All’inizio dell’estate, i bambini sono arrivati negli Stati Uniti e hanno iniziato il percorso per ricevere delle protesi personalizzate presso il Philadelphia Shriners Hospital for Children, in modo da sostituire al meglio gli arti di cui sono stati privati.
“Non avranno indietro il loro braccio.“ – ha spiegato in proposito Elissa Montanti – “Ma riceveranno qualcosa che li aiuterà a condurre una vita produttiva e ad essere parte della società, senza essere considerati come dei fenomeni da baraccone o delle persone a metà.“
Una volta ricevuto il nuovo arto e completata la riabilitazione, tutti e cinque torneranno in Tanzania e troveranno rifugio in case sicure gestite dall’organizzazione no-profit canadese Under the Same Sun, che ha fatto della protezione degli albini in Africa la propria missione. E, mano a mano che i piccoli cresceranno, sarà cura del Global Medical Relief Fund riportarli negli Stati Uniti per ricevere nuove protesi.
Tra i compagni di viaggio di Baraka c’è anche Kabula, una ragazza di diciassette anni. Kabula ha raccontato che i suoi aggressori, dopo aver fatto irruzione nella sua casa, hanno chiesto dei soldi. Non avendone, sua madre ha cercato di rabbonirli offrendo loro l’unica bicicletta di cui disponevano.
Gli aggressori hanno rifiutato, hanno afferrato Kabula e le hanno tranciato il braccio a partire dall’ascella. Prima di allontanarsi con il suo arto chiuso in un sacchetto di plastica, hanno avvertito sua madre che altri uomini sarebbero tornati a prendere gli organi di sua figlia.
Kabula ha detto di pensare continuamente all’arto che le hanno portato via.
“Mi sento male, perché non so cosa hanno fatto con il mio braccio, dove si trova, quali benefici hanno ottenuto da esso o se, semplicemente, lo hanno buttato via.“
Secondo le Nazioni Unite, in diversi Paesi africani, quali Tanzania, Kenya, Zimbabwe, Burundi e Malawi, qualsiasi persona affetta da albinismo è a rischio, e anche chi è già stato attaccato una volta può subire nuovi attacchi, visto che arti e organi possono valere anche decine di migliaia di euro sul mercato nero.

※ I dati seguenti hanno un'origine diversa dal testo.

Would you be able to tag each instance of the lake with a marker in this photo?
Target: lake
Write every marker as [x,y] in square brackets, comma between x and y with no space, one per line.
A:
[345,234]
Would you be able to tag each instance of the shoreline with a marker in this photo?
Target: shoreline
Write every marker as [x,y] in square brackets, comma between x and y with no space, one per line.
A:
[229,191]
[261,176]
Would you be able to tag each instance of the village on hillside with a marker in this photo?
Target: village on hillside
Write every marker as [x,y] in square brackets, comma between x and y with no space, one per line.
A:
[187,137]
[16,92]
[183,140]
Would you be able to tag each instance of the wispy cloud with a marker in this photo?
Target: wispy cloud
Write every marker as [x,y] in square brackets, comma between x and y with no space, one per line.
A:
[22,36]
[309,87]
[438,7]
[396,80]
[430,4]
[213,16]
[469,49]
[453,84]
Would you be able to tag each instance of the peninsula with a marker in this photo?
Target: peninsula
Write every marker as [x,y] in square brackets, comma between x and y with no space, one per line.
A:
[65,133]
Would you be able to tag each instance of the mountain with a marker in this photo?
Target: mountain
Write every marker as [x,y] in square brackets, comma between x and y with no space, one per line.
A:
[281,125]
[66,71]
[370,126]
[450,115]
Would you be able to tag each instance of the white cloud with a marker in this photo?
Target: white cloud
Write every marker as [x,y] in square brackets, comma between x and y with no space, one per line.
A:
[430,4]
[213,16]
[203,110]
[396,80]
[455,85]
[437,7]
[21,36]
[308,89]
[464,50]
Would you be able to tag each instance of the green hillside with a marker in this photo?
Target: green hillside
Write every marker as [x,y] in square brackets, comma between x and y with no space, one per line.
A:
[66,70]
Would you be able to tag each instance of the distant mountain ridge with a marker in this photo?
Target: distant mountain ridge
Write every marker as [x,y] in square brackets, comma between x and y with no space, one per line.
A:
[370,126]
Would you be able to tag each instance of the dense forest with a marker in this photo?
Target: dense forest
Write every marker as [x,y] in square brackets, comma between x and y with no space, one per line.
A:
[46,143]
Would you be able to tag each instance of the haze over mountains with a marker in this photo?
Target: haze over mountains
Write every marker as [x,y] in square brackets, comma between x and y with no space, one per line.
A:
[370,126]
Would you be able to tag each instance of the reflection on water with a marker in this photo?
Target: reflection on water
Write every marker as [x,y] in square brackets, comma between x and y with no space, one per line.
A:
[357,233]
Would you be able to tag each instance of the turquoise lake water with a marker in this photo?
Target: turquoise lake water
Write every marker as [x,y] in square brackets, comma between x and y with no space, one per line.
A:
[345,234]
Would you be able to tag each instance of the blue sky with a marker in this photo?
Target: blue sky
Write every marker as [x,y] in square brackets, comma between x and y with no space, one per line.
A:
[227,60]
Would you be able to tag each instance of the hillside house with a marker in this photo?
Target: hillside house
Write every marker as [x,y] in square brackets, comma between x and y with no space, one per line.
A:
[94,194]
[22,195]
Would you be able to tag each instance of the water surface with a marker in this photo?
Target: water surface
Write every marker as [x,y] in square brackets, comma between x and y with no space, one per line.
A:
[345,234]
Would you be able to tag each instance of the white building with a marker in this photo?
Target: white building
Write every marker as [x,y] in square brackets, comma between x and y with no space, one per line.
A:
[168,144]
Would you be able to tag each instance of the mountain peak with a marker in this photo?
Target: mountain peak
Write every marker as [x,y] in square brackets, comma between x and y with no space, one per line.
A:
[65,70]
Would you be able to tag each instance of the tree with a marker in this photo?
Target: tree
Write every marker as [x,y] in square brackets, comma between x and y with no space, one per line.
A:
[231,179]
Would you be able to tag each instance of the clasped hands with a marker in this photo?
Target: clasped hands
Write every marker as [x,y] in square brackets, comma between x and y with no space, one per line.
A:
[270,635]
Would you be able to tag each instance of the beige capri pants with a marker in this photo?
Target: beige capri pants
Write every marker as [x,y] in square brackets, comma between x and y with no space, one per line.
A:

In Tanzania, la terra di Baraka e Kabula, una persona ogni 15 mila è albina. All’inizio del 2015, anche a causa delle pressioni internazionali, il Governo del Paese ha messo ufficialmente al bando la stregoneria, con la speranza di fermare gli attacchi contro gli albini, e ha lanciato una campagna di sensibilizzazione nelle aree più colpite da rapimenti, violenze e omicidi a sfondo magico-rituale.
Ma, almeno per il momento, non c’è stata alcuna inversione di tendenza: la popolazione albina continua ad essere vittima di una persecuzione crudele e silenziosa che, come dimostrato dalla storia di Baraka, non si ferma neppure davanti allo sguardo innocente di un bambino.